Earning fees for managing or mismanaging assets
Modern-day finance has become hostage to an elite circle granted quasi-exclusive access to the rest of the population’s nest egg, all without much supervision. What they do with that money is up to them.
But what is astonishing is that alternative fund managers have convinced investors that they should be paid a commission for the privilege.
In a market economy, you typically get paid if you let someone else use your assets. When you put your money into a savings account, you earn interest. If you rent out your apartment, you get compensated by the tenant. When you invest in a company, you commonly receive a dividend as a reward for getting your money tied up.
PE fund managers do not pay investors – the fund providers – to use their capital. Instead, they charge them an annual commission that can be as high as 2.5%.
If claims that investment returns at most LBO firms fail to exceed the hurdle rate necessary to deliver carried interest are true, then why do so many financiers want to join the sector? Because of the potential to earn generous commissions. An even greater lure than self-regulation is the promise of sizeable guaranteed income irrespective of performance.
PE managers are not risk-takers – except when investing other people’s money – but very much rentiers. Their co-investments are nominal (typically 3% to 5% of committed capital) compared to the huge emoluments they derive annually from management, transaction and directors’ fees. In summary, the fees earned by LBO managers are simply a “tax” (or rent) on the rest of the population’s savings.
What is strange is that investors have come to find this natural. But it only appears so because fund managers have done a great job at claiming that it is. When he set up his investment partnerships in the 1950s, Warren Buffett reportedly did not charge a management fee to his investors. He only earned an income by taking 25% of the upside if, and only if, he delivered capital gains. That seems like a fair revenue model. Which other industry pays huge remunerations irrespective of performance?
Maximising the fee-earning potential
Recently, as managers felt under pressure to significantly reduce their princely management fees – in part due to several over-charging scandals exposed by the S.E.C. – they came up with a new business model by setting up investment vehicles with a longer duration. Instead of sticking to the all-too-restrictive 10-year investment model, how about making it 15 or 20 years?
As Carlyle’s recent close of a $3.6 billion long-dated fund and CVC’s announcement earlier this year of a 15-year $5 billion vehicle suggest, some investors might fall for it, especially if they see it as a way to lower annual commissions. However, they should resist the temptation. All this longer-duration model will do is create a list of corporate zombies as portfolio companies will be refinanced time and again in order to pay out dividends to their PE owners throughout the holding period.
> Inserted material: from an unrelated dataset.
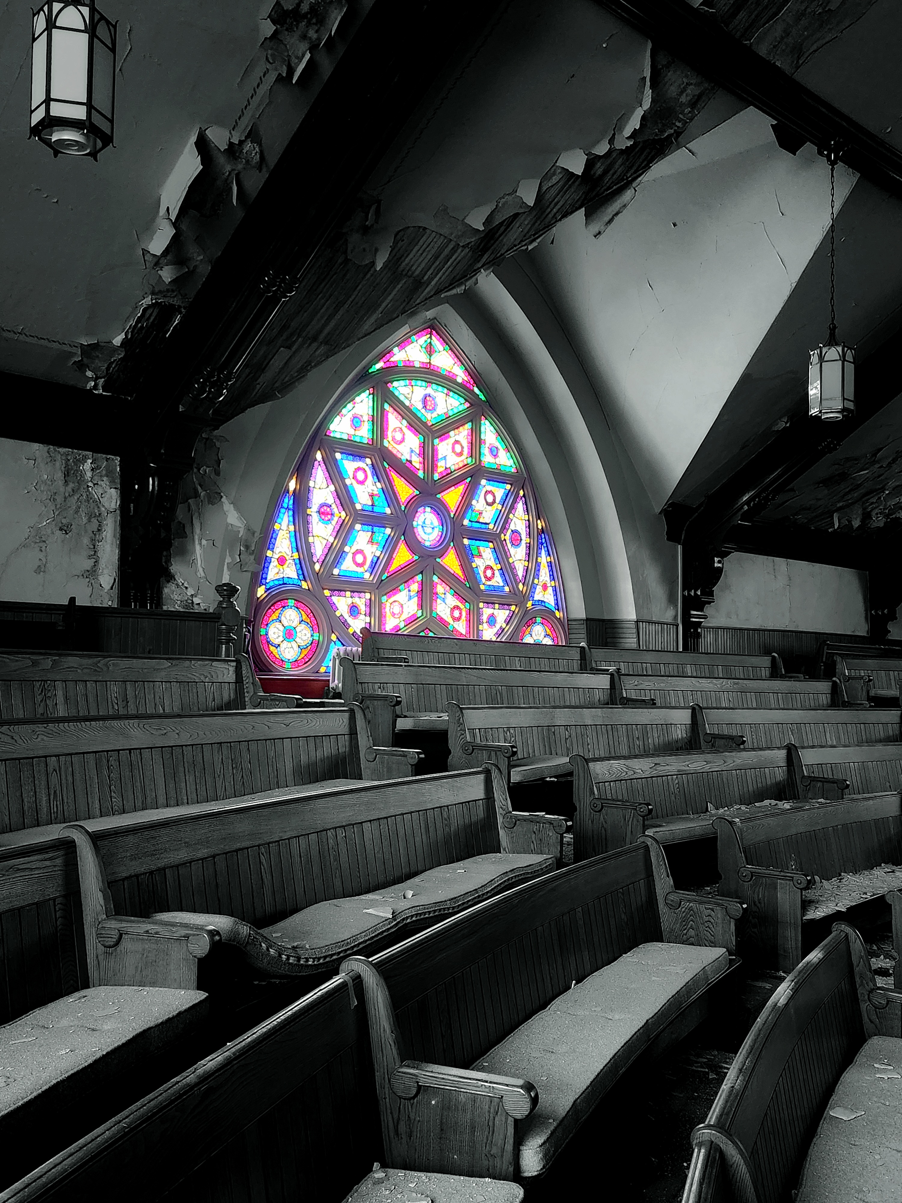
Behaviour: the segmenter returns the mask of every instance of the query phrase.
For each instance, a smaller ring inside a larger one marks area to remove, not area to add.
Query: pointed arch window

We know what happens to assets exploited repeatedly until they become barren. The lengthy list of struggling secondary buyouts shows that this model is not the way forward for postmodern capitalism; even if we can all understand why 15 or 20 years’ worth of fees would automatically grant fund managers a more predictable business model, not to mention the equivalent of half a professional career with guaranteed, lavish annual bonuses.
No proper performance yardstick
If self-regulation and prodigious management fees are enticing, another factor explains why PE has proved even more popular than hedge funds: the lack of appropriate performance benchmark. Hedge fund managers cannot pretend to be decade-long investors – most of them are day traders. Hence, their performance is publicly benchmarked monthly or quarterly. That is why it is common knowledge that most hedge funds underperform public markets, sometimes significantly so. The information is available for all to see.
PE returns are disclosed by vintage, meaning that the real internal rate of return (IRR) of a fund will not be known for at least 8 to 10 years. In the meantime, PE firms disclose interim IRRs. The latter can be manipulated and prone to change in line with economic cycles. Until the economy turns, however, PE managers can optimise fundraising plans in order to max out fee-earning potential.
Academic research on PE performance is conveniently contradictory. Some scholars have attempted to demonstrate that LBO returns exceed those of public markets, even after accounting for the inordinate use of debt, but the reality is not so clear-cut. Information made available by fund managers is often unaudited and includes “unrealised returns”. When a large proportion of a vintage is still held in portfolio, managers use their own comparables analysis to determine the IRR of the unrealised assets. This kind of manipulation and the lack of short-term performance visibility allows PE managers to earn fees over a long period without facing the risk of capital withdrawals from dissatisfied investors, as happens so frequently with hedge funds.
While the dire economic consequences of the financial crisis continue to affect investment returns, as long as self-regulation, high fee income visibility and inadequate performance benchmarking stay in place, private equity will remain popular with fund managers. Even Donald Trump is unlikely to change that.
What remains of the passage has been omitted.